The hearing was attended by Yasma Fleihan, the widow of MP Bassil Fleihan, who died from the wounds sustained in the attack.
She was introduced to the court by Peter Haynes, the lead lawyer representing the victims at the trial, in an emotional appeal before the court.
Haynes described Dr. Fleihan as a “brilliant economist” drawn back to Lebanon at Hariri’s behest in the “profound belief that that man could fashion a future for his mother country.”
Haynes said Fleihan moved his wife and two children back to Lebanon from Europe, until the attempted assassination of MP Marwan Hamade in October of 2004 prompted him to send them back home.
A week before the assassination, he was skiing with his family in Switzerland, Haynes said. On the day of the bombing, he accompanied Hariri as he left Parliament in his convoy, seated in the former premier’s car.
Haynes described Fleihan’s grievous wounds, as his wife Yasma sat to his right.
“His body was burned to the third degree, over 95% of it,” he said. “He quite literally had no skin.”
Fleihan was identified only through his wedding ring and the fact that he kept repeating his wife’s name, “Yasma,” said Haynes.
The lawyer added that Fleihan was flown to Paris and underwent extensive, experimental treatment, becoming a pioneering case in the handling of badly burned victims, but succumbed to the toxins that infected his body from the explosion.
Haynes described Yasma’s appearance before the court as an act of courage, saying the Fleihan family had remained in Europe in “perpetual fear” since the bombing.
Prosecutors began the hearing by recounting the events on the day of the attack.

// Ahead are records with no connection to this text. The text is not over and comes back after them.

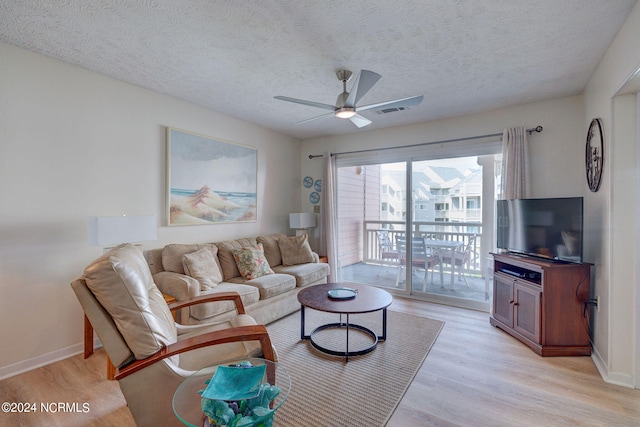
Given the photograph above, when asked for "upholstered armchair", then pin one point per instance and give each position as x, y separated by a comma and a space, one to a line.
153, 354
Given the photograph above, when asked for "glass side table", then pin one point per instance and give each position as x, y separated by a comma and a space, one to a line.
187, 402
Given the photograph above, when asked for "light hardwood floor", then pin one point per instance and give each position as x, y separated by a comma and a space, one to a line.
475, 375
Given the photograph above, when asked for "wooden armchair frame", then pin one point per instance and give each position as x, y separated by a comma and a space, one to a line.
242, 333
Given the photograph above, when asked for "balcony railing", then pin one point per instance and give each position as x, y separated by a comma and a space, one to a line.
450, 231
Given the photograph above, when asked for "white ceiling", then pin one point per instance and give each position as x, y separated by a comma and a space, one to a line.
234, 56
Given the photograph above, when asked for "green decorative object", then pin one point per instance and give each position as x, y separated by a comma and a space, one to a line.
235, 382
236, 397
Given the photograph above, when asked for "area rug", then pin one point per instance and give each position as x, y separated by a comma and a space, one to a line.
327, 391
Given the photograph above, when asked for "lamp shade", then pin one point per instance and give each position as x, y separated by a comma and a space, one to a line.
299, 221
112, 230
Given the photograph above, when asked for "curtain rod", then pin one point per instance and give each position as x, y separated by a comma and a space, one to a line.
468, 138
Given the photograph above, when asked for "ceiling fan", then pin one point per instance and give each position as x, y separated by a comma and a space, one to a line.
346, 105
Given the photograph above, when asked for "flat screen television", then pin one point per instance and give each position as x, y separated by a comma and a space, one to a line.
548, 228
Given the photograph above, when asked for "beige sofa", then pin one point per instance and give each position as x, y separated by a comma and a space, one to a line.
266, 298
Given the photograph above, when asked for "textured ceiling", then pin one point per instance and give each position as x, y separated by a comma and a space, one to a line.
234, 56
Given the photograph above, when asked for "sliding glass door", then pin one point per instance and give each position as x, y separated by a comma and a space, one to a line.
419, 227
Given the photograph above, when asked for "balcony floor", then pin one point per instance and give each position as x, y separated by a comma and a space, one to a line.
385, 277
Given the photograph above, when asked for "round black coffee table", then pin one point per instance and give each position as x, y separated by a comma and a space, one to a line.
368, 299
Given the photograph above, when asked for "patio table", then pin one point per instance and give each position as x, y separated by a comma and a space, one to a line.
442, 245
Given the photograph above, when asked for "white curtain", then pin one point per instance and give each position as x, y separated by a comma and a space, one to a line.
515, 164
329, 215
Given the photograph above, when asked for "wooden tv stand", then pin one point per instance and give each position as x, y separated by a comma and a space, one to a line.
542, 303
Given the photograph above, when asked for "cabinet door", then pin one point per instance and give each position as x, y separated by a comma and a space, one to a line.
526, 313
503, 300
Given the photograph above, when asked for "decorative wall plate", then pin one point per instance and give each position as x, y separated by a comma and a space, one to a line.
594, 155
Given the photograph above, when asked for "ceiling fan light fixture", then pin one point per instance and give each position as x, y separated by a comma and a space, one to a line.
345, 112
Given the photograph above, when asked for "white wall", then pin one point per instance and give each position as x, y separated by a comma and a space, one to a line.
613, 210
74, 144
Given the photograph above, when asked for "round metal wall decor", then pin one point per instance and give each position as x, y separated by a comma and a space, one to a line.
594, 155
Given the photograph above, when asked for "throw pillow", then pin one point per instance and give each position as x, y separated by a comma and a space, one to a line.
251, 262
202, 266
295, 250
172, 256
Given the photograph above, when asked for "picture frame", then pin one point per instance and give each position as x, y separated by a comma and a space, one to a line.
209, 180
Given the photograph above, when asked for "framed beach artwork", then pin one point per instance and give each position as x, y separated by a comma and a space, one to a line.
210, 181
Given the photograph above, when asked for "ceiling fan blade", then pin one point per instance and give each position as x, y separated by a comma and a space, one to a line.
315, 118
309, 103
360, 121
364, 82
396, 103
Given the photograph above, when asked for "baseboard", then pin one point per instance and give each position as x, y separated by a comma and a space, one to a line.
616, 378
39, 361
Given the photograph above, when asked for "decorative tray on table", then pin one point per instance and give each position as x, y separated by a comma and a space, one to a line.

Senior prosecution counsel Alexander Milne offered an account that laid out fresh details aimed at proving that the Hariri attack was carried out by a suicide bomber who detonated an explosives-laden Mitsubishi truck as the premier’s convoy drove by.
Milne said the bombing was carried out using 2.5 tons of RDX, a high-grade military explosive and the analysis of the bomb crater, the damage to surrounding buildings and windows as far away as 300 m from the blast site were consistent with the theory that Hariri was killed by an above-ground truck bomb.
Moreover, simulations of the blast scene showed that the destruction was consistent with one caused by explosives in a rectangular arrangement, similar to being stored on the back of a truck.
Milne said the prosecution believed that a Mitsubishi Canter van seen on CCTV footage moments before the explosion was responsible for the blast. The engine block of the vehicle had disintegrated, consistent with it being at the heart of the explosion, he said.
Moreover, the precise detonation of the bomb, just as Hariri’s car passed by, showed that it was likely triggered by someone inside the car, giving weight to the suicide bomber theory.
No evidence of wires or cables from the blast scene have ever been found, he said, in addition to the fact that Hariri’s convoy was equipped with equipment to block wireless detonation signals.
“The most likely explanation was the bombing was triggered by a suicide bomber,” Milne said.
The prosecution lawyer also offered more details about the DNA of an unidentified man found on the scene that prosecutors say belong to the suicide bomber.
Milne said that beyond knowing that he was a man, investigators had not been able to identify the remains and they had never been claimed.
The man’s DNA was found in tiny flesh and blood fragments at the blast scene that had been blown forward in the direction that Hariri’s convoy was moving, which prosecutors said shows that he was very close to the center of the blast and likely seated at the cabin of the Mitsubishi truck.
The detailed account was a direct challenge to defense lawyers, who say they believe the bomb that killed Hariri was in fact an underground explosion.